The International Air Transport Association (IATA) released its global passenger traffic results for September 2019 late on Thursday showing that air passenger demand rose by 3.8% from September of 2018. The figure is measured in revenue passenger kilometers, and IATA showed that September was broadly unchanged from August’s performance.
At the same time, capacity increased by 3.3% in September, and the airline load factor rose by 0.4 percentage point to a monthly September record of 81.9%.
IATA knows a thing or two about global air traffic and other travel issues. After all, it represents some 290 airlines that account for about 82% of global air traffic.
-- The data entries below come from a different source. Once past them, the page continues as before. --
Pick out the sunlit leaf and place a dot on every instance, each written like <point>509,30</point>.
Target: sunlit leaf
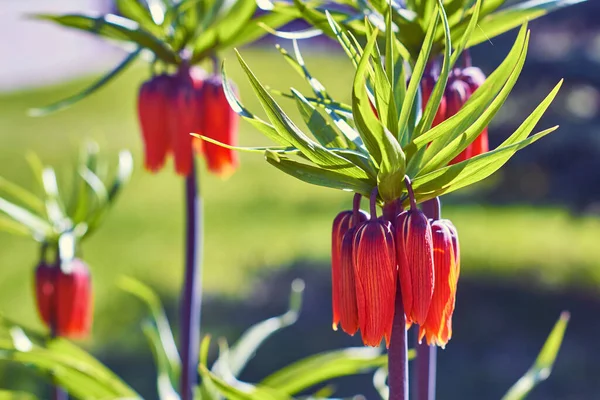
<point>541,369</point>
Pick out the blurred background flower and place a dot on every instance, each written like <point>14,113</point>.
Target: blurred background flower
<point>529,235</point>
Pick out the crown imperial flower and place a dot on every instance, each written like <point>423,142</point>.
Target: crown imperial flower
<point>64,297</point>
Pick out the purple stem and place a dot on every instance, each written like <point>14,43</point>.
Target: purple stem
<point>398,351</point>
<point>427,355</point>
<point>192,290</point>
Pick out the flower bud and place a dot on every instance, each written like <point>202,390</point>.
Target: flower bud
<point>73,299</point>
<point>414,245</point>
<point>44,291</point>
<point>437,328</point>
<point>375,276</point>
<point>152,106</point>
<point>218,122</point>
<point>341,224</point>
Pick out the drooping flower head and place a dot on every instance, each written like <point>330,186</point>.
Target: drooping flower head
<point>375,277</point>
<point>342,267</point>
<point>414,245</point>
<point>437,329</point>
<point>170,107</point>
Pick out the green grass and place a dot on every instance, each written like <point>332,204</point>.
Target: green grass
<point>259,219</point>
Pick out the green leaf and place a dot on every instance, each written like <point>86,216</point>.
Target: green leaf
<point>438,90</point>
<point>542,367</point>
<point>22,195</point>
<point>319,176</point>
<point>286,128</point>
<point>66,103</point>
<point>134,10</point>
<point>437,156</point>
<point>66,365</point>
<point>382,145</point>
<point>457,176</point>
<point>254,29</point>
<point>415,82</point>
<point>36,225</point>
<point>315,369</point>
<point>246,346</point>
<point>511,17</point>
<point>165,348</point>
<point>439,135</point>
<point>164,381</point>
<point>321,129</point>
<point>115,27</point>
<point>267,129</point>
<point>54,207</point>
<point>16,395</point>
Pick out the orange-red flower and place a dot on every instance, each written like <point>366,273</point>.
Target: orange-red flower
<point>437,328</point>
<point>218,122</point>
<point>170,107</point>
<point>375,278</point>
<point>342,276</point>
<point>414,245</point>
<point>462,83</point>
<point>64,298</point>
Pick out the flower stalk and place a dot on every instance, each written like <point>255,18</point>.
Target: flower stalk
<point>426,360</point>
<point>398,350</point>
<point>192,289</point>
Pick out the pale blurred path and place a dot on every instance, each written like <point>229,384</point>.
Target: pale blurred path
<point>35,53</point>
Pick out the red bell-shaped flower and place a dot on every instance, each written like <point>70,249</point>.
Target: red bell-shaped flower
<point>64,298</point>
<point>152,105</point>
<point>375,277</point>
<point>414,245</point>
<point>44,282</point>
<point>341,287</point>
<point>73,299</point>
<point>218,122</point>
<point>437,328</point>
IATA’s statement discussed the ongoing trade issues as a drag on the sector and cautioned that airline demand trends might not be facing any major snapback recovery immediately. The report said:
These are challenging days for the global air transport industry. Pressure is coming from many directions. In a matter of weeks, four airlines in Europe went bust. Trade tensions are high and world trade is declining. The IMF recently revised down its GDP growth forecasts for 2019 to 3.0%. If correct, this would be the weakest outcome since 2009, when the world was still struggling with the Global Financial Crisis.
Those who look at airline trends for trade and economic data might take issue that September marked the eighth consecutive month of below-average demand growth. The issues affecting growth are probably what you may have expected: declining world trade activity; tariffs; rising political and geopolitical tensions; and a slowing global economy. IATA’s view is that it is difficult to see the slower growth trend reversing in the near term.
There is an airline ETF and a broader transportation ETF that includes airlines that are in the ETFdb.com search group. Most of the major U.S. carriers are still considerably lower than their prior highs, despite the stock market reaching all-time highs this week.
The U.S. Global Jets ETF (NYSEARCA: JETS) was last seen at $32.00, in a 52-week range of $26.46 to $33.06. Unfortunately, that has barely $50 million in assets under management.
iShares Transportation Average ETF (NYSEARCA: IYT) includes airlines in its holdings, but it also includes shippers, freight and trucking companies in the mix and is a broader theme with more than $550 million in assets under management. At $198.63 a share, it has a 52-week range of $153.65 to $201.48.
As for North America, the revenue per kilometer (or miles here) measurement was up 5.1% and the load factor was 82.8%. IATA’s report on North American traffic trends and U.S. trends said:
North American carriers’ international demand climbed 4.3% compared to September 2018, well up from the 2.9% growth recorded in August and the strongest performance among the regions. Capacity rose 1.6%, and load factor accelerated 2.2 percentage points to 83.0%. Demand is being supported by solid consumer spending and continued job creation. … US airlines’ domestic traffic surged 6.0% in September compared to September 2018, up from 3.9% growth in August year over year. As with Japan, the performance is somewhat exaggerated owing to the softer demand environment experienced in 2018. Nevertheless, the demand environment is robust.
The picture is mixed globally:
As for the Asia-Pacific region, this dominates with 34.5% of the world market share. That is over 1.5 times the 22.3% of global demand from North America. Of the Asia-Pacific regional increase, IATA did note some caution in the report:
Despite the uptick, growth remains well below that seen in 2018. This is occurring amid a weaker economic backdrop in some of the region’s key states as well as trade tensions between the US and China and, more recently, between Japan and South Korea. Political unrest in Hong Kong has also contributed to subdued regional demand and led to sharp capacity cuts to/from the hub. Capacity rose 5.0% and load factor slid 1.1 percentage points to 78.2%.